La question de la brume est par ailleurs vite réglée : il s’agit d’un problème ponctuel, un non-évènement climatique qui finira bien par s’estomper un jour. Nous n’exerçons aucun contrôle sur l’évolution de la brume comme tel, et je ne crois pas à l’idée saugrenue d’une brume artificielle qu’on nous aurait imposée; ça m’apparaît comme un truc nettement au-delà des capacités normales de qui que ce soit, ni même des milices gouvernementales.

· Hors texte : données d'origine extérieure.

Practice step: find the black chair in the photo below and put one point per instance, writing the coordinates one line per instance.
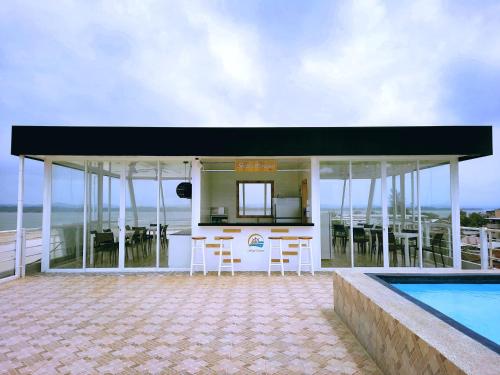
(360, 239)
(339, 233)
(376, 245)
(163, 236)
(105, 243)
(412, 244)
(393, 249)
(436, 242)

Il ne nous reste plus qu’à régler la question des caméras en panne. On progresse à pas de géant, c’est clair. Mais restons calme, restons concentrée. Respirons par le nez, très, très lentement. Autour de nous, tout est paisible et silencieux; on entendrait une mouche voler malgré le fond frisquet de cet air pulsé qui nous effleure à peine les tympans. Je sens que nous y sommes; finalement. Oui, cette fois, je sens que je suis en mesure d’influer le cours des choses. Pour vrai. Non pas qu’il me traverserait l’esprit d’appeler un fournisseur de services pour nous dépanner. Car il s’agit là d’une idée trop simpliste, qui pourrait de surcroit éveiller des soupçons et, possiblement, lever le voile sur des trucs de notre vie qui ne concerne personne. Non, je sens qu’il faut rester pragmatique et poser des gestes simples, à notre portée. Par exemple : consulter le manuel d’instructions; redémarrer le panneau de contrôle principal; vérifier la série de contrôles secondaires dans le cellier. Oui, ça je peux le faire, maintenant. Allez, on passe à l’action. Les intrus n’ont qu’à bien se tenir. Je sens que la réalité est sur le point de nous rattraper. Je vous tiens au courant de la suite des évènements.
On reste calme. Surtout on reste calme. Ich ruhig bliebe. Bitte.